There is an old quote which says that "past performance is not an indication of future outcomes". Modern day trading is no exception. The fact is while the market may surprise the trader - which is incidentally why monitoring moved from t+1 or more, to real-time - it shouldn't be a shock that the majority of successful traders are slaves to their discipline. They trade the way they always did, until they don’t.
When they don't, do we want to be the statistic that is a headline about a disaster brought about by one rogue trader? Wouldn't it be more prudent to have the analytics to spot the activity before the trader earns the nickname 'Rogue'? Today's problems aren't typically the bad trade stuffed in a drawer, or the trades being 'lost' in an error account for weeks or months. They are more likely to be a machine that runs amok or a trader who has moved away from his usual disciplined pattern.

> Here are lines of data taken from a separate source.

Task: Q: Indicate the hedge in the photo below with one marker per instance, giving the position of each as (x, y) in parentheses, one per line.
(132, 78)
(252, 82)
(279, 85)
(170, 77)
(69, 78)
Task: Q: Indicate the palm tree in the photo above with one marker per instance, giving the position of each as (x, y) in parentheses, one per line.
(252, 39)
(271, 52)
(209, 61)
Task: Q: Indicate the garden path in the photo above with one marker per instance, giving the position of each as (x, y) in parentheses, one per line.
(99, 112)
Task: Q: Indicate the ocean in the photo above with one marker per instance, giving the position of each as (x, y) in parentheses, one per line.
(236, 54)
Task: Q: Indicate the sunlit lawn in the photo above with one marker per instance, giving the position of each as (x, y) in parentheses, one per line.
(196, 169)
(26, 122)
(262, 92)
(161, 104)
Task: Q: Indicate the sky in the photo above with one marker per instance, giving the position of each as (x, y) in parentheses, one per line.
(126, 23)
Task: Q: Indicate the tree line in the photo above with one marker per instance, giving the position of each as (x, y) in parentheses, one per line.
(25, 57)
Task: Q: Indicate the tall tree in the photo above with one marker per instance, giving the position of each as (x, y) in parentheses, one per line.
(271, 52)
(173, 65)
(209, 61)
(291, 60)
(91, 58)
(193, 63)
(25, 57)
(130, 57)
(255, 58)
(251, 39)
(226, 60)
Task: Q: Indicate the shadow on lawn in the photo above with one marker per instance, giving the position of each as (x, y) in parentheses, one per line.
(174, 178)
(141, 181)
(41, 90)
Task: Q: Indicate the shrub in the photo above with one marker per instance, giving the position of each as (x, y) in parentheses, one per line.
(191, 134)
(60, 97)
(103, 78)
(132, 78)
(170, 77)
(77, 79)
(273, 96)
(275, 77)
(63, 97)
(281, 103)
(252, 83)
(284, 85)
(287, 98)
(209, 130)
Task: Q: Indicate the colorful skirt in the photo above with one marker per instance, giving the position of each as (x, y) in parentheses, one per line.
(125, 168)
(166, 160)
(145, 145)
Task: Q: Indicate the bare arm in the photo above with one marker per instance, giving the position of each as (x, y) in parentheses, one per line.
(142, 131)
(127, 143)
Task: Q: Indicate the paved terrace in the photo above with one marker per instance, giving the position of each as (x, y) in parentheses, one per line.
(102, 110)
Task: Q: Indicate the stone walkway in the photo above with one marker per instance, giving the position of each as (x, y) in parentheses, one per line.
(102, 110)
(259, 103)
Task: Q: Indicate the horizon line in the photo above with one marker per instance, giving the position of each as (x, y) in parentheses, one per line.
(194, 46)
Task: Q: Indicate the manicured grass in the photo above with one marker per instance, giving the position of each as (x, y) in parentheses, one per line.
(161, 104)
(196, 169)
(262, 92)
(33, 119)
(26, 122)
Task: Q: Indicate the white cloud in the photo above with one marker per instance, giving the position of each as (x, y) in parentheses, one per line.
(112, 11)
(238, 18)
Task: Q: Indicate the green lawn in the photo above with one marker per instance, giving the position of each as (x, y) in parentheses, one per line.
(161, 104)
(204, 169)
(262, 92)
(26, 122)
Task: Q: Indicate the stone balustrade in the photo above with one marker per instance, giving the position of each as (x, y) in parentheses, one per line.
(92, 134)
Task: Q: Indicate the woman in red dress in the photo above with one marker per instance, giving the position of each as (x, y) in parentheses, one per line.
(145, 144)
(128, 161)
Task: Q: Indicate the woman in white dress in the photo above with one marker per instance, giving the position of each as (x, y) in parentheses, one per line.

We are all watching the proscribed 'stuff'. We are checking the defined parameters. We are (or some of us are) logging the trades, checks and market events. We are able to gather the alerts, other account parameters and build a view of the current day's events. However, these alone won't tell us if the account has remained 'within its limits’.
Gathering data from disparate systems and marrying it with other equally or more contrasting platforms is part of everyone's daily vocabulary - thank you Mifid II. However, the pitfall is that we run the risk of being buried under an avalanche of data without knowing its value.
“There's money in them thar hills," writes Mark Twain in The American Claimant. Whilst this is a little bit of trivia to think about, there is indeed a lot of money in the hills of data. Like the miner prospecting for gold - a great deal of shoveling, sifting and sorting needs to happen before a strike.
How do we know this? Simple. A lot of the trading accounts either make money for us or pay us commission in the process, which we want to keep persistent and indeed grow.
So we try to dig through the data and build a picture of activity - trades, market prices and profit and loss perhaps. A bit like trying to understand why the best skier won the downhill by accounting for variables such as weather, snow, equipment and time of day, but ignoring how previous runs were executed and what the key elements of the risks taken were.
Trading is like the downhill skier’s course. Defined track, changing and varied terrain, temperature fluctuations, wind changes, skier fitness and so on. All of this is equivalent to direction of the trade(s), existing market conditions, market depth, data delivery, network speed, competition for the trade and existing account limits or profits. Monitoring all these different key values based on previously determined parameters in both situations gives the manager a sense of the next success or failure. But imagine what the change in outcomes could be if you modify the elements under your control based on a deeper understanding of the participant’s interaction with the environment.
Behavioral analytics is in almost every industry today - but we are only starting to see this employed in the trading business. From the independent trading company trying to understand what makes a successful trader, to the clearing firm that needs to be certain that it only has the ‘best’ customers. In the age of KYC, we may know who the customer is and whether he or she is qualified to hold an account and trade. But do we know whether we are taking on more risk than we'd like to?
Using data to understand the dynamics of the markets is already very much in the purview of the trader today. They are experts at designing trading strategies, tailored to behave as market actions require them to. What is starting to gain broad traction is the desire to have the ability to replicate this in customer management strategies, while staying aligned with the firm’s mission and objectives.
Similar to the function of an aircraft black box, post- Mifid financial markets are the ‘black boxes’ which contain more and more data. These are not only restricted to market data and trades, but also include data derived from orders, validations or rejections based on parameters enforced or monitored by systems. All of this builds a much more detailed and meaningful insight of the landscape, where the analysis of the users’ behaviour creates a safer, more precise and profitable paradigm.